Security
Regarding security two different levels have to be distinguished: the platform and application level. The first is concerned with mechanisms for protecting a platform against unauthorized access and the latter deals with security aspects for services.
Platform Level Security
Platform security scheme
Platform level security is based on platform secrets, which are defined as platform passwords or networks. If no user defined password for a platform exists, the platform generates a random password at startup. This password can be changed later on using the security settings tool). The platform password as well as other secrets are saved in cleartext in the platform settings file located in the Jadex start folder. This implicates that this folder should also be secured and not be accessible for potential attackers.
Service communication between platforms is only possible if the service caller and the callee share a common secret. On the one hand, a shared secret can be established when the caller knows the platform password of the callee, on the other hand common secrets can be defined in the form of network names and (optional) passwords. If both platforms know at least one common platform name (password) combination communication is also possible. The network names may be completely virtual (such as 'mynetwork') or correspond to the IP network identifier (such as 134.11.100.0) for a class C IP4 network. Please note that collisions may occur with NAT based IP network names (such as 192.168.0.0) and for production environments, IP based network names should not be used without additional password, because these network names can be guessed easily by potential attackers.
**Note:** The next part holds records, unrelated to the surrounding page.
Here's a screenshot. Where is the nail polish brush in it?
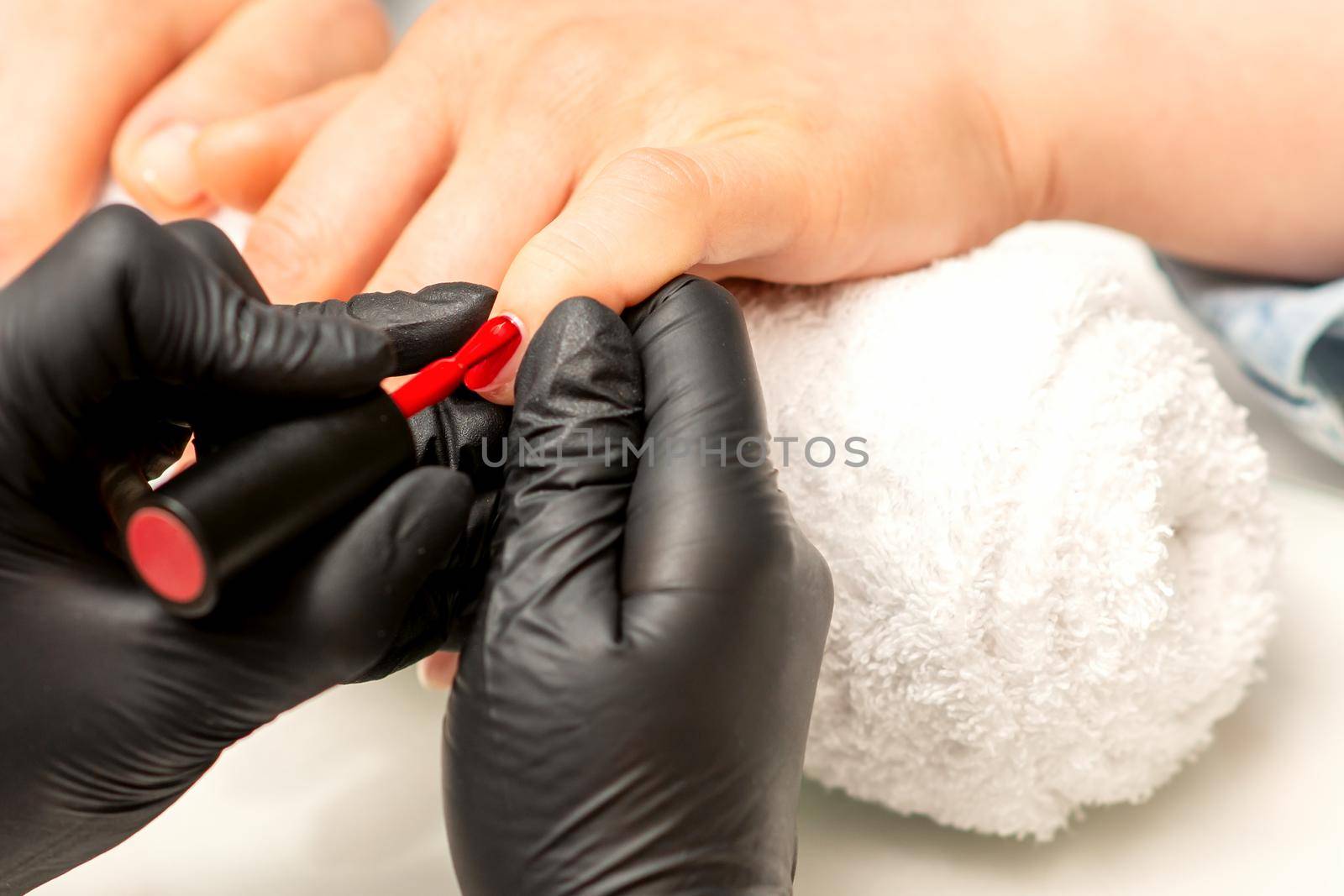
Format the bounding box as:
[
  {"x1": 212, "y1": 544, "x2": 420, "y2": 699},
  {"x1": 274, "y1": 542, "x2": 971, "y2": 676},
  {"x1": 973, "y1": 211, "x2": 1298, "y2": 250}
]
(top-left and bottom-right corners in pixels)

The general communication scheme is depicted in the figure above. The service call of a caller from a platform to a callee on another platforms is processed in multiple steps. In a first step the call arrives (transparently for the caller) at a local gateway of the first platform. This gateway enhances the call with fingerprints of all currently known secrets, i.e. it computes salted hashcodes (currently SHA-384) of all the secrets and adds them to the call. On the receiving platform side the call reaches first again the gateway of this platform and will be checked. This is done by iterating over all known secrets and also computing the salted hashcode of them. It is then checked for each hashcode if it is contained in the set of fingerprints sent with the call. This scheme continues until the first matching fingerprint was found or no match could be identified. In the first case, the call is allowed and is forwarded to the intended callee component, which will subsequently process the call and return the result. In contrast, in the latter case it has been determined that no common secret could been found. This implicates that the service call is immediately rejected and a security exception is raised as result of the call.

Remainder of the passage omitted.